FBI Warns of Ongoing Exploitation of Fortinet Vulnerabilities by APT Actors

By | June 2, 2021

The Federal Bureau of Investigation (FBI) has issued a Flash Alert warning users of Fortinet Fortigate appliances that Advanced Persistent Threat (APT) groups are targeting devices that have not been patched for three CVEs: CVE-2018-13379, CVE-2019-5591, and CVE-2020-12812.

These are not zero-day vulnerabilities, as patches have been available for some time. Many organizations have been slow to apply the patches and are now being targeted. In early April, the FBI, in conduction with the DHS’ Cybersecurity and Infrastructure Security Agency (CISA) issued a Joint Cybersecurity Advisory warning that the vulnerabilities could be exploited by threat actors to conduct data exfiltration, data encryption, and to pre-position for follow-on attacks.

In the recent Flash Alert, the FBI confirmed that an APT actor has been attempting to exploit the vulnerabilities since at least May 2021, and almost certainly exploited the vulnerabilities to gain access to a webserver hosting the domain for a U.S. municipal government. In that instance, the threat actors most likely created a new account – named elie – for conducting further malicious activities on the network.

Attacks exploiting the vulnerabilities do not appear to be targeted on any specific industry sector, instead the APT actor is simply attempting to exploit unpatched vulnerabilities. To date, victims have been in a broad range of industry sectors.

The APT actor creates new user accounts on domain controllers, servers, workstations, and the active directories. In addition to creating accounts named elie and WADGUtilityAccount, new accounts have been created to look similar to legitimate existing accounts on the network and have been specific to each victim organization.

The APT actor is known to make modifications to the Task Scheduler that may display as unrecognized scheduled tasks or ‘actions’, in particular, associated with SynchronizeTimeZone. Several tools have been used in the attacks, including Mimikatz for credential theft, MinerGate for cryptocurrency mining, WinPEAS for privilege escalation, SharpWMI for Windows Management Instrumentation, BitLocker for data encryption, and FileZilla for file transfers, with outbound FTP transfers identified over port 443.

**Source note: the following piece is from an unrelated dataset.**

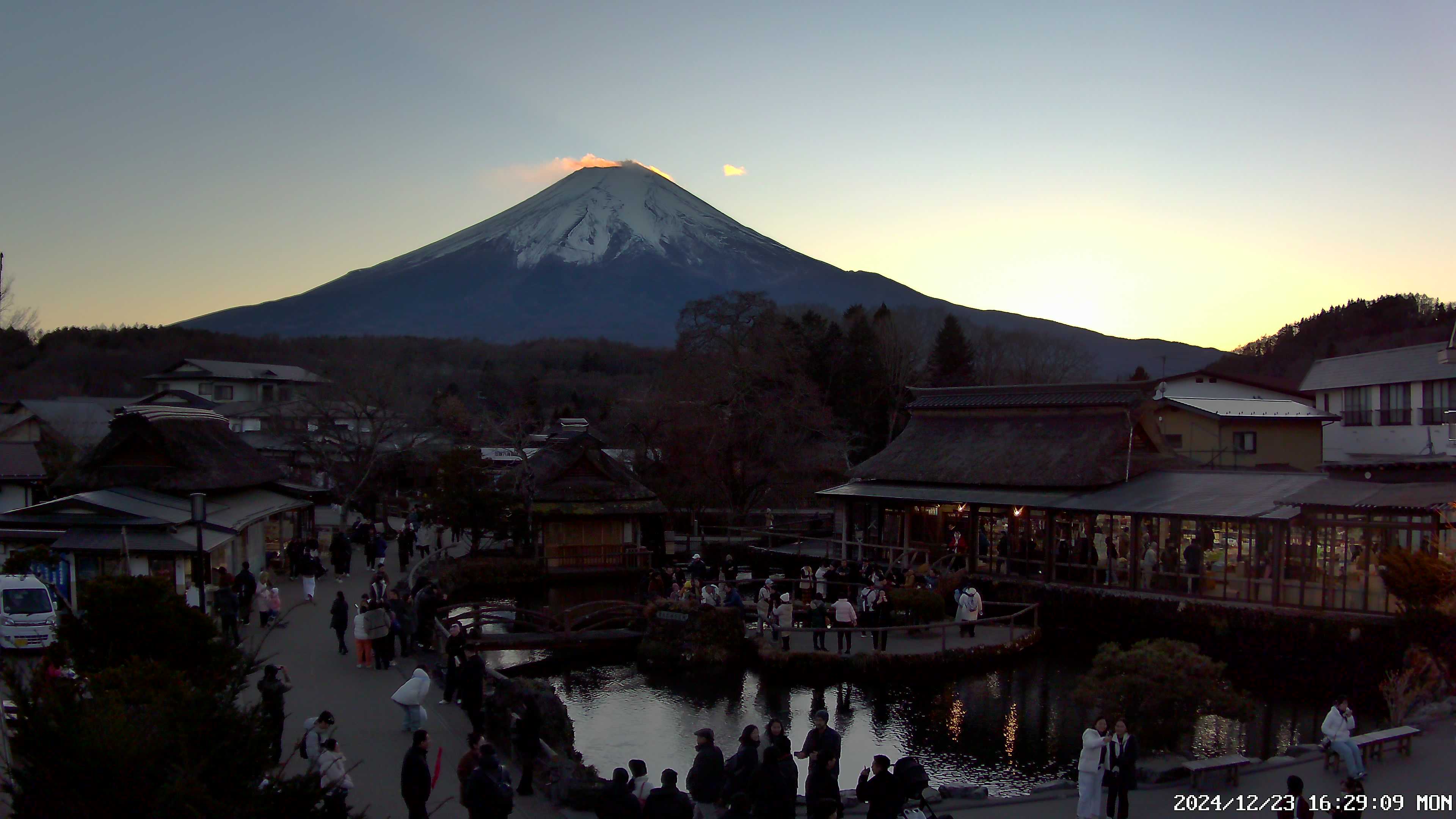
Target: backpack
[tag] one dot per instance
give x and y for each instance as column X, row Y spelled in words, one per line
column 490, row 793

Users of Fortigate appliances should ensure that patches are applied as soon as possible to correct the above vulnerabilities, and non FortiOS users should add key artifact files used by FortiOS to execution denylists to block any attempts to run FortiOS and its associated files.

Since exploitation may have already occurred, system administrators should review domain controllers, servers, workstations, and active directories for new or unrecognized user accounts and Task Scheduler should be reviewed for any unrecognized scheduled tasks. The FBI also recommends manually reviewing operating system defined or recognized scheduled tasks for unrecognized “actions.” Antivirus logs should also be reviewed for indications that they were unexpectedly turned off.

Further mitigations to deal with the threat are detailed in the Flash Alert, a copy of which is available from the American Hospital Association on this link.